Slate’s Fred Kaplan argues that has less to do with the conditions of the war and more to do with the way we’re fighting it. His focus, specifically, is on the use of airstrikes.
[S]ince the surge began and Gen. Petraeus shifted the strategy to counterinsurgency, the number of U.S. airstrikes has soared.
From January to September of this year, according to unclassified data, U.S. Air Force pilots in Iraq have flown 996 sorties that involved dropping munitions. By comparison, in all of 2006, they flew just 229 such sorties — one-quarter as many. In 2005, they flew 404; in 2004, they flew 285.
In other words, in the first nine months of 2007, Air Force planes dropped munitions on targets in Iraq more often than in the previous three years combined.
More telling still, the number of airstrikes soared most dramatically at about the same time that U.S. troop fatalities declined.
It’s tempting to think this approach is the answer we’ve been looking for. We bomb the bad guys from the air, the bad guys die, and the U.S. troops come home safely. Piece of cake.
Except, it doesn’t quite work that way. In an urban environment, dropping a bomb from the air inevitably leads to civilians — innocent bystanders — dying, too. As Kaplan noted, “This makes some of the bystanders’ relatives yearn for vengeance. And it makes many Iraqis — relatives, neighbors, and others watching the news of the attack on television — less trusting of the American troops who are supposedly protecting them.”
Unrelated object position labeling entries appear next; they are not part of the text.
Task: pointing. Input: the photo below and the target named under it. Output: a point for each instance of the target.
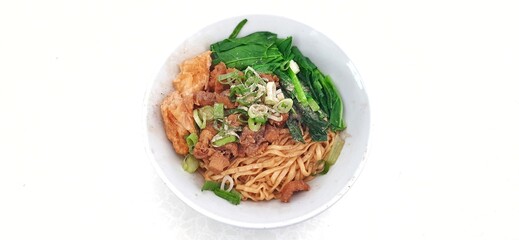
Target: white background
(442, 77)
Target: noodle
(262, 177)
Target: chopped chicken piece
(194, 74)
(217, 162)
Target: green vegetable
(333, 155)
(237, 29)
(317, 125)
(258, 48)
(316, 100)
(224, 140)
(190, 163)
(191, 140)
(233, 196)
(322, 89)
(299, 93)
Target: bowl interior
(325, 190)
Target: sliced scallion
(198, 120)
(257, 110)
(253, 125)
(190, 163)
(224, 140)
(284, 105)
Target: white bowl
(325, 190)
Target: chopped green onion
(218, 111)
(199, 121)
(253, 125)
(228, 78)
(224, 140)
(210, 185)
(239, 89)
(284, 105)
(260, 119)
(233, 196)
(191, 140)
(190, 163)
(257, 110)
(271, 98)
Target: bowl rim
(264, 225)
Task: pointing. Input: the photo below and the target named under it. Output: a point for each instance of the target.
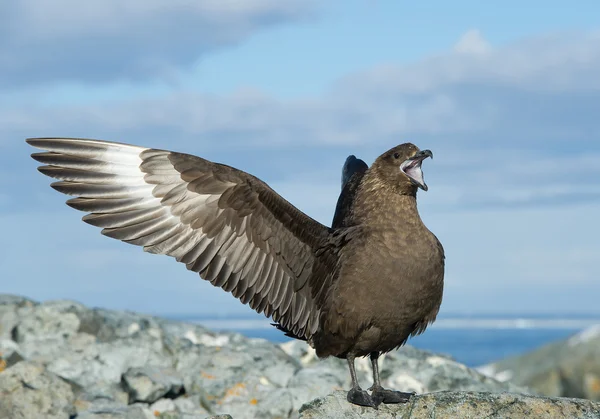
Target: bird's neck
(376, 203)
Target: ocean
(471, 340)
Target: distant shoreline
(447, 323)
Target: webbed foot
(360, 397)
(382, 395)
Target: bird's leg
(380, 394)
(357, 395)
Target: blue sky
(505, 94)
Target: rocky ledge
(568, 368)
(60, 359)
(453, 405)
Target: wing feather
(225, 224)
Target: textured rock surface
(451, 405)
(27, 390)
(570, 368)
(62, 359)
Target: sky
(505, 94)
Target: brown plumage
(361, 287)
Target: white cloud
(113, 40)
(472, 42)
(513, 191)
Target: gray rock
(106, 362)
(43, 322)
(190, 406)
(148, 384)
(101, 396)
(9, 304)
(407, 369)
(9, 353)
(168, 369)
(313, 381)
(452, 405)
(126, 412)
(27, 390)
(569, 368)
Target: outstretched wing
(225, 224)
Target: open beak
(412, 168)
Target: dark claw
(382, 395)
(360, 397)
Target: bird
(361, 287)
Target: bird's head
(401, 168)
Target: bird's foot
(381, 395)
(360, 397)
In a conventional war, these consequences might be deemed unavoidable side-effects. But in a counterinsurgency campaign, where the point is to sway the hearts and minds of the population, wreaking such damage is self-defeating.
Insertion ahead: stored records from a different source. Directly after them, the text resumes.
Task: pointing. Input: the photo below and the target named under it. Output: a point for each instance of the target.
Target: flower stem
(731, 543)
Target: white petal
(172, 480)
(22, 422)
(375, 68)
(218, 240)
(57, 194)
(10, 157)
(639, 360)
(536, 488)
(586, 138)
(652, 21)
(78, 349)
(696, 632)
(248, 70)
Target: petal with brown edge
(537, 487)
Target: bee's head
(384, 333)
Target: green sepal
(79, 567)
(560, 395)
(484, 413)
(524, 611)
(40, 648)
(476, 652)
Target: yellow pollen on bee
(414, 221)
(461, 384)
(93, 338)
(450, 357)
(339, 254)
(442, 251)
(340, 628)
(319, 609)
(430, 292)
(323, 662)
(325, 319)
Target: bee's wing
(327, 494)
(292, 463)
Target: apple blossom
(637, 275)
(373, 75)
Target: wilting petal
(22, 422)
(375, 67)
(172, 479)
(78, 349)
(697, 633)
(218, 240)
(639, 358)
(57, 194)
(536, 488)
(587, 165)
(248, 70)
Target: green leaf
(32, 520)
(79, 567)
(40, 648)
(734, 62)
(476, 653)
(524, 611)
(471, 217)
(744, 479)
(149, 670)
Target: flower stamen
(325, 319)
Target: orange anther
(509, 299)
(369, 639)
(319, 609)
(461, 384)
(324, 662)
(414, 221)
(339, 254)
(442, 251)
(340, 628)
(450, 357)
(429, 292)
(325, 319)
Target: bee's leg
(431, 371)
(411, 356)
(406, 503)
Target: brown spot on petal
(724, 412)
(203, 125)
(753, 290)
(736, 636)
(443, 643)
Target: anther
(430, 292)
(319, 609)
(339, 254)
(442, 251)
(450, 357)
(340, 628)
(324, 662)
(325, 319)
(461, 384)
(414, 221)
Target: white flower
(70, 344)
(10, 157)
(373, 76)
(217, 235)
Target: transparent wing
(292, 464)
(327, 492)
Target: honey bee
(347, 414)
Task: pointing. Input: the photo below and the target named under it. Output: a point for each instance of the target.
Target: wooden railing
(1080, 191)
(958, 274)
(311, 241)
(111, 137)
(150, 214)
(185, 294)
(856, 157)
The U.S. Army’s field manual on counterinsurgency, which Gen. Petraeus supervised shortly before he returned to Iraq, makes the point explicitly: “An air strike can cause collateral damage that turns people against the host-nation government and provides insurgents with a major propaganda victory. Even when justified under the law of war, bombings that result in civilian casualties can bring media coverage that works to the insurgents’ benefits. … For these reasons, commanders should consider the use of air strikes carefully during [counterinsurgency] operations, neither disregarding them outright nor employing them excessively.”
Kaplan concluded, “The old adage about warfare — that it’s easy to kill people, hard to kill a particular person — is doubly true of aerial warfare. And in counterinsurgency warfare, the consequences are counterproductive.”
In other words, it’s certainly good news that U.S. fatalities are dropping, but if the trend is a result of a policy that will simply prolong the war, we’re not getting any closer to our goal.